Zach Halverson and Chad Olson are doing live broadcasts of the high school's football games and posting podcasts on a website called the Horn.
At 6 years old, Zach Halverson picked up a microphone and with the aid of a karaoke machine called University of Minnesota hockey games while watching them on TV in his parents' White Bear Lake home.
Fast-forward 12 years, and broadcasting is no longer child's play. The high school senior has launched a new website called the Horn on which he delivers live coverage of White Bear Lake High School football games, and he grabbed his best friend to do it with him.
"I always knew I wanted to do this," said Halverson, who also calls games for TV19 Sports on the Ramsey-Washington Suburban Cable Channels. "Since day one, I knew I wanted to be in this field."
Halverson, a hockey player, and Chad Olson made their broadcast debut Aug. 31 when they called the Roseville-White Bear Lake football game while sitting in the front row of the rowdy Bears' student section. Since then they've also perched themselves atop press boxes and braved blustery conditions to bring fans the action. They now have three football games under their belt, and they plan to bring their microphones and mixer to volleyball and soccer games later this month.
"I've never thought about being in broadcasting," said Olson, who also is a White Bear senior and a former football player who still plays baseball. "At first I wasn't sure it would be fun. I've had a lot of fun doing it so far."
As word about their endeavor spreads, students, teachers and those who follow Bears athletics have been going to www.thehornwbl.com to catch the live broadcasts and listen to "The CHalvy Show," a podcast on which the duo provide lively banter and insights on the school's athletic teams.
"When I listened to their broadcast for the first time, I was really surprised and excited about the level of professionalism that these two seniors bring to the work they do," said Connor Luby, a language arts teacher and assistant football coach at White Bear Lake High. "They have a good knowledge base. What those guys have made for our school and sports community in the last year is awesome. I'm really proud of the network they've set up."
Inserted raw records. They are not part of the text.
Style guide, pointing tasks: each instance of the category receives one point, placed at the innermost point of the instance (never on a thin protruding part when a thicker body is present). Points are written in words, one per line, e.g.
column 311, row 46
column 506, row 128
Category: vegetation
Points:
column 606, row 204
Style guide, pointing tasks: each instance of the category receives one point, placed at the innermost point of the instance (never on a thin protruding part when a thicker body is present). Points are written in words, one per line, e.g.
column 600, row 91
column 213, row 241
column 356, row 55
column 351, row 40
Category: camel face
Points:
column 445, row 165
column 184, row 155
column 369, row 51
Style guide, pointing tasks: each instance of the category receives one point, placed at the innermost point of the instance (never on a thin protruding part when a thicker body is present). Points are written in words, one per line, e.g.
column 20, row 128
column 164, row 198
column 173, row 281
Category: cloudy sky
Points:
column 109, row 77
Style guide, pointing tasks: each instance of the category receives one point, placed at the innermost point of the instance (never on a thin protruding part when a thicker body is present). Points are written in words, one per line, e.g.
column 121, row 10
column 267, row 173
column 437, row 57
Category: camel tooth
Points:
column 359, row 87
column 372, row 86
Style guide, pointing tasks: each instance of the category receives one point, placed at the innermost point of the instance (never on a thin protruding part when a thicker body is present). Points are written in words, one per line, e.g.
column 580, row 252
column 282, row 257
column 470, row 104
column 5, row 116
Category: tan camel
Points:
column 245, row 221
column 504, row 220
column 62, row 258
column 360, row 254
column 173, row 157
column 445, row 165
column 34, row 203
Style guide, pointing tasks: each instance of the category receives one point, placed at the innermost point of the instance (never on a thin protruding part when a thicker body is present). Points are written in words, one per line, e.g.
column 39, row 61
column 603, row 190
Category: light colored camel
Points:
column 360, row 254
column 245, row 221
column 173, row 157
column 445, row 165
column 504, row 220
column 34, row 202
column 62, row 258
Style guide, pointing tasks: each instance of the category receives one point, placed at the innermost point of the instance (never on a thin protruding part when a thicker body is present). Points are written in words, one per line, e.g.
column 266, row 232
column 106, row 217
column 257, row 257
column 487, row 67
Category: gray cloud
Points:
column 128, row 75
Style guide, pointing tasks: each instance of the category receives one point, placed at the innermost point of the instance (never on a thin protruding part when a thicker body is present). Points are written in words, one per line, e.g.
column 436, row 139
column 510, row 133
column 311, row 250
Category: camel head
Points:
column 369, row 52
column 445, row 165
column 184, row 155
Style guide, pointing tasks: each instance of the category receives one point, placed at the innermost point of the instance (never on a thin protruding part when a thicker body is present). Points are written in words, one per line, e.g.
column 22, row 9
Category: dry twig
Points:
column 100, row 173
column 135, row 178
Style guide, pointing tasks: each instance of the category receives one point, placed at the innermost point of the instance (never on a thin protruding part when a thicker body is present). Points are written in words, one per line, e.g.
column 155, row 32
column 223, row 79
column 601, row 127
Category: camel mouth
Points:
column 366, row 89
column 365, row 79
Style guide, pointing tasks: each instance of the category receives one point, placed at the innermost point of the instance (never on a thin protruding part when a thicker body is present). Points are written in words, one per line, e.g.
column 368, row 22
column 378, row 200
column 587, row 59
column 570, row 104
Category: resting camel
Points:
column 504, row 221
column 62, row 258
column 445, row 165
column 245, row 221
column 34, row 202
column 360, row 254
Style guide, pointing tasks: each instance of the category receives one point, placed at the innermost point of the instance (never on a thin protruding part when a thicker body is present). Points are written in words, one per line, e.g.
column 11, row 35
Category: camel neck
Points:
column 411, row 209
Halverson's foray into media took off at age 12, when he started as a volunteer at the local cable TV station. He ran cameras and designed on-screen graphics the station used on its sports broadcasts. Last year he was named the TV19 volunteer of the year and was promoted to be in front of the camera.
At the station, Halverson called games for the five schools in TV19's coverage area. But he wanted to do something more specifically dedicated to his school.
"The highlights were doing White Bear games, but we didn't just do White Bear games," Halverson said. "I wanted to see if I could do something more consistent and during my senior year announce my classmates' names. I thought about Nick Truen [a star running back], sitting next to him in language-arts class in the afternoon, then in the evening announcing his name running down the field scoring a touchdown. That would be cool and unique."
Olson and Halverson did a test broadcast of a lacrosse game last spring, then spent the summer putting things in place. That meant hiring a web designer and contacting local businesses to become sponsors. Trish Appleby, co-owner of Donatelli's restaurant in White Bear Lake, was one of several business owners who paid $500 to get 30-second advertisements during the broadcasts and prominent positions on the website.
"I applaud them for their ingenuity and tenacity, and we were excited to be a part of it," Appleby said. "I value education and learning. I listened to one of their promos, and it was amazing. This was a really creative idea. If I didn't get my money's worth, I didn't care. They were trying something different, being entrepreneurial."
Halverson has three donated headsets, and he bought a six-channel mixer that he plugs into a MacBook Pro. The key to making things go is Wi-Fi access at a game site. If the Internet isn't available, he channels game coverage through his cellphone "and hope my phone connects to the Internet," Halverson said.
The long-term future of the Horn is uncertain as Olson and Halverson will graduate in June. But both are looking to take classes at Century College next year, leaving open the possibility of broadcasting Bears games in 2013. No matter what happens with the Horn, Halverson likely will be behind a microphone somewhere.
"I want to be an NHL play-by-play announcer," he said. "I love hockey. I love broadcasting and figured this was the best way to put them together."